I'm not sure how this myth got started -- I used to believe it too, before I met my husband, who grew up in Germany. Every time I tell someone I'm making schnitzel for dinner, they talk about hot dog buns and sauerkraut. Then they try to convince me that I really meant sausage and they will go as far as to ambush random passersby to help corroborate their story.

In truth, the word schnitzel comes from the German term "schneiden" which means to cut, so schnitzel means cutlet. Thus, Wiener Schnitzel is not a cut-up hot dog, but rather a "cutlet from Vienna or Wien." See how I make it after the jump.

Now that we've got our P's and Q's in order, let's talk real breaded, crisp-on-the-outside, juicy-on-the-inside schnitzel.

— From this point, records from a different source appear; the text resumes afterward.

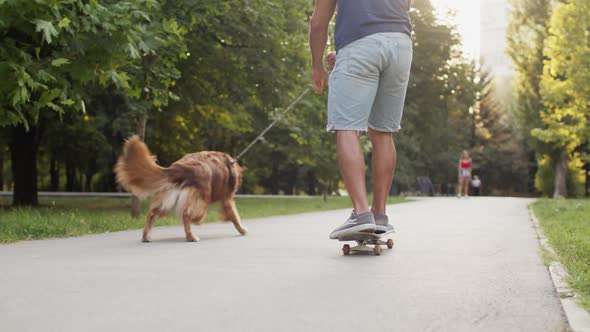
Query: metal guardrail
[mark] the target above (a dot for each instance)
(62, 194)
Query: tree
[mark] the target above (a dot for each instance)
(55, 51)
(50, 51)
(565, 87)
(527, 30)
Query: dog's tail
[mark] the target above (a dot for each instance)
(137, 171)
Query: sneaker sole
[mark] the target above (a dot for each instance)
(353, 230)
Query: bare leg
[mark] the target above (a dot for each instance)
(149, 223)
(352, 168)
(231, 213)
(384, 159)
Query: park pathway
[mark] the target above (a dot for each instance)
(457, 265)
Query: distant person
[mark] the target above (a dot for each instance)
(476, 184)
(464, 169)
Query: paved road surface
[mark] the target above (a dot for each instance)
(458, 265)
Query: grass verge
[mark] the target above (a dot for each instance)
(566, 223)
(64, 217)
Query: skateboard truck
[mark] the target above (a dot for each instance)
(368, 242)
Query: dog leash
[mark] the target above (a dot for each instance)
(295, 102)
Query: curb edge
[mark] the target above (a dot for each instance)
(578, 318)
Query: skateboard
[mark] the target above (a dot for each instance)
(364, 241)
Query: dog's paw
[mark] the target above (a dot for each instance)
(192, 238)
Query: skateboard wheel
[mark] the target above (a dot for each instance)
(377, 250)
(346, 249)
(390, 243)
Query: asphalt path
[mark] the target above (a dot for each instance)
(457, 265)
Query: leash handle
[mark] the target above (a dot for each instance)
(295, 102)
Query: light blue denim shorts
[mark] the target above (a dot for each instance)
(368, 83)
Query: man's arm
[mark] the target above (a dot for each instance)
(318, 37)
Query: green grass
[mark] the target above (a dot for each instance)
(566, 223)
(64, 217)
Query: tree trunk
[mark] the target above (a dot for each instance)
(54, 174)
(561, 176)
(140, 131)
(23, 149)
(70, 176)
(89, 175)
(1, 168)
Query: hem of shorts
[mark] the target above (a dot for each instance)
(386, 130)
(333, 128)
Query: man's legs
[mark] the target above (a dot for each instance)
(384, 158)
(352, 168)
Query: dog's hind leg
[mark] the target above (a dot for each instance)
(154, 212)
(186, 220)
(231, 213)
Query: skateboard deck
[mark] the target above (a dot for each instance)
(365, 241)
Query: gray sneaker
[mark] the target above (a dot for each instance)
(356, 223)
(382, 224)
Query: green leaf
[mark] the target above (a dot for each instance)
(59, 62)
(47, 28)
(63, 23)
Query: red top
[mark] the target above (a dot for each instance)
(465, 164)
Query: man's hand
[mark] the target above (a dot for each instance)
(319, 78)
(331, 60)
(318, 36)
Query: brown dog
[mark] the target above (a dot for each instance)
(190, 185)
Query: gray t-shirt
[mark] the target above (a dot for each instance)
(359, 18)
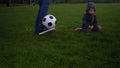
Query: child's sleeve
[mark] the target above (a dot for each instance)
(84, 22)
(95, 23)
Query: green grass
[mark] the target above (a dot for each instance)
(20, 48)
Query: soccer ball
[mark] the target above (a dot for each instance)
(49, 21)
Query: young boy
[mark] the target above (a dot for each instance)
(43, 10)
(89, 21)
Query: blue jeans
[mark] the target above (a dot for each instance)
(43, 11)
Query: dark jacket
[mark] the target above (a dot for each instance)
(89, 19)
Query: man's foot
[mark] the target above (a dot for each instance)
(46, 31)
(78, 29)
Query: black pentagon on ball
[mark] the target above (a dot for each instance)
(44, 19)
(50, 24)
(51, 17)
(55, 22)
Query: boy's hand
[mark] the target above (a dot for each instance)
(91, 27)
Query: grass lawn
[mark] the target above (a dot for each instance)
(20, 48)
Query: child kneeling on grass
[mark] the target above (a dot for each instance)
(89, 22)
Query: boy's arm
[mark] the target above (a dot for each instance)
(84, 21)
(95, 23)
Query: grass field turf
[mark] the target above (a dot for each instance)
(20, 48)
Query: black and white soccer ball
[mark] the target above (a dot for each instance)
(49, 21)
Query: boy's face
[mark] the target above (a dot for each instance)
(91, 11)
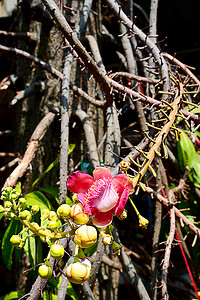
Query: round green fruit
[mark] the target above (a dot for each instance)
(57, 251)
(15, 240)
(45, 271)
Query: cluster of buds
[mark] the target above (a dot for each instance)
(49, 230)
(84, 236)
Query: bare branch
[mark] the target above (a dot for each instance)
(19, 35)
(90, 137)
(145, 39)
(37, 61)
(79, 48)
(32, 147)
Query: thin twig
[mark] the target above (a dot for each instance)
(30, 153)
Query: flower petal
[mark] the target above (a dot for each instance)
(102, 219)
(102, 173)
(104, 198)
(79, 182)
(81, 198)
(120, 181)
(122, 202)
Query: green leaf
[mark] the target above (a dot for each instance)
(69, 201)
(186, 150)
(7, 249)
(91, 250)
(37, 198)
(71, 292)
(39, 256)
(49, 296)
(12, 295)
(54, 192)
(53, 164)
(32, 250)
(18, 187)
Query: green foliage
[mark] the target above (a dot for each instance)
(49, 296)
(53, 164)
(12, 295)
(38, 198)
(7, 249)
(188, 156)
(71, 292)
(91, 250)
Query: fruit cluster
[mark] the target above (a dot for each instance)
(83, 235)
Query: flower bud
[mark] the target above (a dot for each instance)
(77, 272)
(124, 165)
(8, 189)
(85, 236)
(35, 225)
(123, 215)
(22, 201)
(78, 215)
(75, 198)
(57, 251)
(44, 214)
(7, 204)
(45, 271)
(43, 238)
(15, 195)
(1, 209)
(52, 225)
(24, 214)
(52, 216)
(64, 211)
(116, 248)
(15, 240)
(107, 239)
(34, 209)
(10, 215)
(4, 196)
(143, 222)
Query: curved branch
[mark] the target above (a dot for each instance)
(117, 10)
(30, 153)
(182, 66)
(90, 137)
(38, 61)
(79, 48)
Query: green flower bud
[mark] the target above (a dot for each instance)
(57, 251)
(75, 198)
(107, 239)
(10, 215)
(15, 195)
(8, 204)
(52, 225)
(24, 214)
(52, 216)
(85, 236)
(64, 211)
(22, 201)
(44, 214)
(45, 271)
(78, 215)
(1, 209)
(15, 240)
(46, 238)
(35, 225)
(8, 189)
(4, 196)
(34, 209)
(77, 272)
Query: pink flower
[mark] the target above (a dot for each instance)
(102, 195)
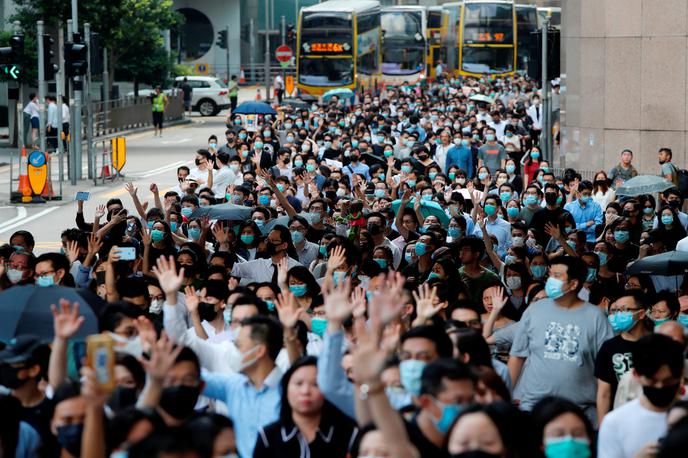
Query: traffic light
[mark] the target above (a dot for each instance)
(221, 39)
(49, 68)
(12, 58)
(76, 57)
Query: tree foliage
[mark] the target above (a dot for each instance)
(130, 29)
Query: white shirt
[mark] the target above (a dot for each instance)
(532, 112)
(52, 115)
(629, 428)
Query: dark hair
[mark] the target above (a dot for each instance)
(576, 269)
(265, 331)
(551, 407)
(205, 429)
(436, 334)
(434, 372)
(655, 350)
(514, 426)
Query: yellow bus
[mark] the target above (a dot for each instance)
(486, 44)
(438, 19)
(403, 44)
(339, 46)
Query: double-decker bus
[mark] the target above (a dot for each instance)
(438, 20)
(526, 23)
(403, 44)
(487, 37)
(339, 46)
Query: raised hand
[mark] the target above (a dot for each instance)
(163, 355)
(288, 310)
(282, 269)
(66, 319)
(72, 251)
(100, 211)
(131, 189)
(424, 303)
(336, 259)
(498, 298)
(191, 299)
(166, 271)
(338, 307)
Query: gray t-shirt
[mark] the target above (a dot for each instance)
(560, 346)
(492, 156)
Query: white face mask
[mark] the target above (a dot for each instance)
(236, 358)
(129, 346)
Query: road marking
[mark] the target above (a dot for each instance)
(40, 214)
(21, 214)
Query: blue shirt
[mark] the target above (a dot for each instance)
(249, 408)
(462, 157)
(581, 215)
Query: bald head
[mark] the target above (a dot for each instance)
(674, 330)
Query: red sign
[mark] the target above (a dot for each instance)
(284, 53)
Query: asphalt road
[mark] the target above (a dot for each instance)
(149, 160)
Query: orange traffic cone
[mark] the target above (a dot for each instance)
(24, 186)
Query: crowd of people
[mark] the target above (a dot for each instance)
(398, 275)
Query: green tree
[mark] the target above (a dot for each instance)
(131, 30)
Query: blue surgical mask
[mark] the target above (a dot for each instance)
(319, 326)
(567, 447)
(298, 290)
(621, 321)
(45, 280)
(297, 236)
(553, 288)
(603, 257)
(539, 272)
(449, 414)
(410, 373)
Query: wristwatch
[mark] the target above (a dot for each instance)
(366, 390)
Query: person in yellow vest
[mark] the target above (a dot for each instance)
(160, 103)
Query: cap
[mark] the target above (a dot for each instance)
(21, 348)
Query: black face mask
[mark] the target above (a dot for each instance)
(9, 377)
(122, 397)
(207, 311)
(374, 229)
(179, 401)
(69, 437)
(661, 397)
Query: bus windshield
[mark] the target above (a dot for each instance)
(399, 60)
(487, 60)
(488, 23)
(326, 28)
(326, 71)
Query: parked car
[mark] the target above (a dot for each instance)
(209, 94)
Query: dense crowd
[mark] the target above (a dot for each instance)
(397, 275)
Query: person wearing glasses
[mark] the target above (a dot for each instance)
(629, 319)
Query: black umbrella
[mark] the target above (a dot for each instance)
(26, 310)
(669, 263)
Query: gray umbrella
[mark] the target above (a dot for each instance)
(643, 184)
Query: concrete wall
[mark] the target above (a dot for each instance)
(625, 81)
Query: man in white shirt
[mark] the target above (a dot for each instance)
(31, 111)
(51, 123)
(639, 424)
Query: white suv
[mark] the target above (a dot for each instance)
(209, 95)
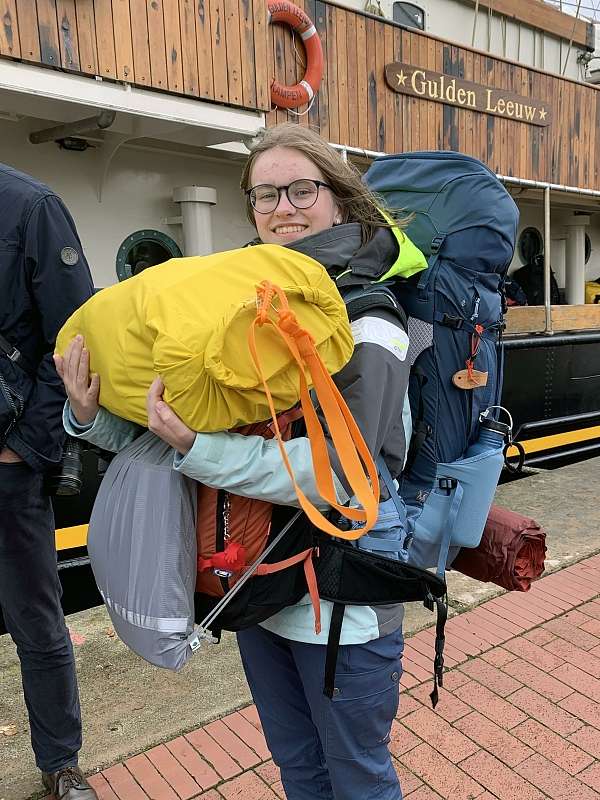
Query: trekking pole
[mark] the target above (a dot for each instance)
(201, 632)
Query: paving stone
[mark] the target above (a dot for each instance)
(490, 705)
(102, 787)
(591, 776)
(248, 734)
(247, 786)
(173, 772)
(221, 761)
(440, 735)
(578, 679)
(493, 738)
(536, 706)
(568, 631)
(588, 739)
(123, 783)
(150, 779)
(449, 707)
(555, 748)
(582, 707)
(402, 739)
(409, 782)
(553, 780)
(498, 656)
(537, 679)
(188, 756)
(539, 636)
(499, 779)
(439, 773)
(269, 772)
(232, 744)
(540, 657)
(496, 680)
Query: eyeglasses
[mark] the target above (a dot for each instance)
(302, 193)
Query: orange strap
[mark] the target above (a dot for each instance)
(309, 574)
(347, 439)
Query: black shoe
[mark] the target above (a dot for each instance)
(68, 783)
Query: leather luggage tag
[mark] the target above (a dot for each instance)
(462, 380)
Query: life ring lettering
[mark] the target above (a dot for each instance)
(304, 91)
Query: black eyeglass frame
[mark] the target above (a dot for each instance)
(279, 189)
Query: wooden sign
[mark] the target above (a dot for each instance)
(448, 89)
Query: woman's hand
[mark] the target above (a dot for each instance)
(82, 389)
(164, 422)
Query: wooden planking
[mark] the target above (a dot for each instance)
(235, 92)
(173, 57)
(123, 40)
(140, 42)
(68, 34)
(381, 88)
(107, 64)
(204, 44)
(86, 36)
(540, 16)
(189, 57)
(48, 32)
(342, 76)
(157, 44)
(262, 55)
(224, 50)
(532, 319)
(248, 52)
(10, 44)
(219, 50)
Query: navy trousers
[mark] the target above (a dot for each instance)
(30, 599)
(327, 749)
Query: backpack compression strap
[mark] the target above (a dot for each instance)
(355, 458)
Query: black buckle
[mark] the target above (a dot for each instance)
(452, 322)
(447, 484)
(436, 244)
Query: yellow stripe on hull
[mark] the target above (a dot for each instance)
(76, 536)
(68, 538)
(556, 440)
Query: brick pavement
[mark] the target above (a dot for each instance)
(518, 718)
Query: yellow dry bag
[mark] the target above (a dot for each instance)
(237, 337)
(187, 320)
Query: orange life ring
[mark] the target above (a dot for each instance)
(303, 92)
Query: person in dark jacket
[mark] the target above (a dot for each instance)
(44, 277)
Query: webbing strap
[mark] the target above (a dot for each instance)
(457, 492)
(440, 639)
(309, 574)
(333, 645)
(421, 429)
(354, 455)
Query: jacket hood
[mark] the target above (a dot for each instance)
(340, 249)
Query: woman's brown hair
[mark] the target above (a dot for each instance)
(356, 201)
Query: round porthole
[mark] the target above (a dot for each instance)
(531, 245)
(144, 249)
(588, 248)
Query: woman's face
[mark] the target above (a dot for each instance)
(278, 167)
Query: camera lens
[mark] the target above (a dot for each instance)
(67, 481)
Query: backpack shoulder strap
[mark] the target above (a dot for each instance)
(363, 298)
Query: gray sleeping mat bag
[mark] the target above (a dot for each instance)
(142, 546)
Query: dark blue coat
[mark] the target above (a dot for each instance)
(44, 277)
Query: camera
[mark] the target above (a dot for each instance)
(67, 479)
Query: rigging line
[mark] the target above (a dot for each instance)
(572, 36)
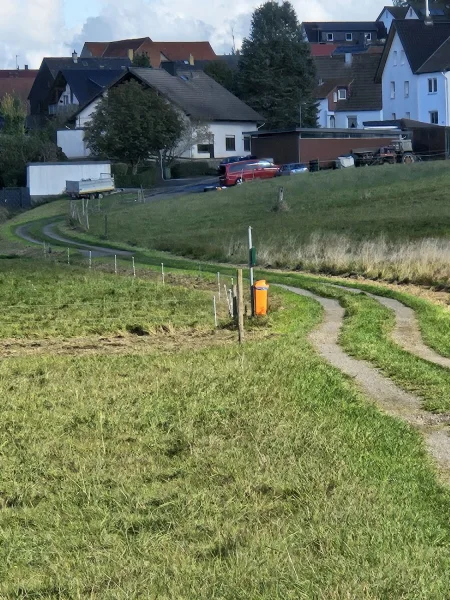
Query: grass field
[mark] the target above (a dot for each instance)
(391, 222)
(206, 472)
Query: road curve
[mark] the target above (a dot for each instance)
(385, 393)
(406, 331)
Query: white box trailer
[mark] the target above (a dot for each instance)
(90, 188)
(49, 179)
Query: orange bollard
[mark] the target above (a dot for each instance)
(261, 294)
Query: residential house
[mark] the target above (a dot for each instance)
(347, 92)
(158, 52)
(414, 11)
(40, 94)
(354, 33)
(414, 72)
(198, 97)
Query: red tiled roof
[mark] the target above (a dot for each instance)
(18, 82)
(182, 50)
(121, 47)
(322, 49)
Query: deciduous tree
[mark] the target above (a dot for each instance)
(132, 123)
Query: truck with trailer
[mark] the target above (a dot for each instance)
(90, 188)
(398, 151)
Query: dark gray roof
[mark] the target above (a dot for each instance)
(364, 93)
(198, 95)
(87, 83)
(398, 12)
(420, 43)
(59, 64)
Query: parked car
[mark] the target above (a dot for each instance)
(293, 169)
(236, 173)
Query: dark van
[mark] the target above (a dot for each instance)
(236, 173)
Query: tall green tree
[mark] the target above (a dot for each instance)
(131, 124)
(14, 113)
(276, 73)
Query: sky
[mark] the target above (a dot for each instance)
(32, 29)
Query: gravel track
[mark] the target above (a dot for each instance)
(385, 393)
(406, 332)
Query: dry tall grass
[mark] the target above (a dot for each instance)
(422, 261)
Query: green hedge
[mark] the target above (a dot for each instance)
(195, 168)
(145, 177)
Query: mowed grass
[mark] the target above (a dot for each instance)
(42, 300)
(231, 473)
(400, 202)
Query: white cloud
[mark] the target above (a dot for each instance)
(35, 28)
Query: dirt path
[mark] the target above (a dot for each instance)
(406, 332)
(382, 390)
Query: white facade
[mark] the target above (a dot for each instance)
(226, 134)
(344, 119)
(71, 142)
(410, 96)
(49, 179)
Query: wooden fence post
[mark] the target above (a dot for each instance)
(240, 291)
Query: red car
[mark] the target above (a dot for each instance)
(247, 170)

Wiener Schnitzel is my husband's favorite -- so I created a chicken version, because good veal is hard to find in my local grocery store and can be a bit pricey. I make my own whole-grain breadcrumbs, to give it a healthier twist, and use less oil then the traditional version. Yet it still comes out just as crisp, because I finish it off in the oven. Serve with fresh lemon wedges and a salad for a complete meal.

Chicken Schnitzel
Serves 4

Ingredients
1 cup whole-wheat breadcrumbs
1 tablespoon chopped parsley (optional)
2 teaspoons sesame seeds
1 teaspoon grated Parmesan
¼ teaspoon paprika
¼ teaspoon freshly ground black pepper
1 egg
3 egg whites
¼ cup white whole-wheat flour or whole-wheat pastry flour
1 teaspoon salt
4 thinly sliced chicken cutlets
1 large lemon, cut into wedges, seeds removed

Preheat the oven to 400 degrees. Place the breadcrumbs, parsley, sesame seeds, Parmesan, paprika and black pepper on a sheet of wax paper. Mix with a fork until combined.

Place the egg and egg whites in a shallow bowl and whisk until well combined. Spread the flour out onto a plate. Sprinkle the chicken with half the salt and press into the flour. Dip into the egg wash and press into the breadcrumb mixture. Repeat with remaining cutlets.

Heat two large ovenproof skillets over medium heat. Add a tablespoon of oil to each skillet. Add two cutlets to each pan and cook 2 to 3 minutes until the cutlets start to brown. Spray the top of the cutlets with a light coat of cooking spray and turn. Slide the skillet into the oven and bake 3 to 4 minutes until the chicken is cooked through. Transfer to a plate covered with paper towels. Sprinkle with remaining salt and serve immediately with lemon wedges.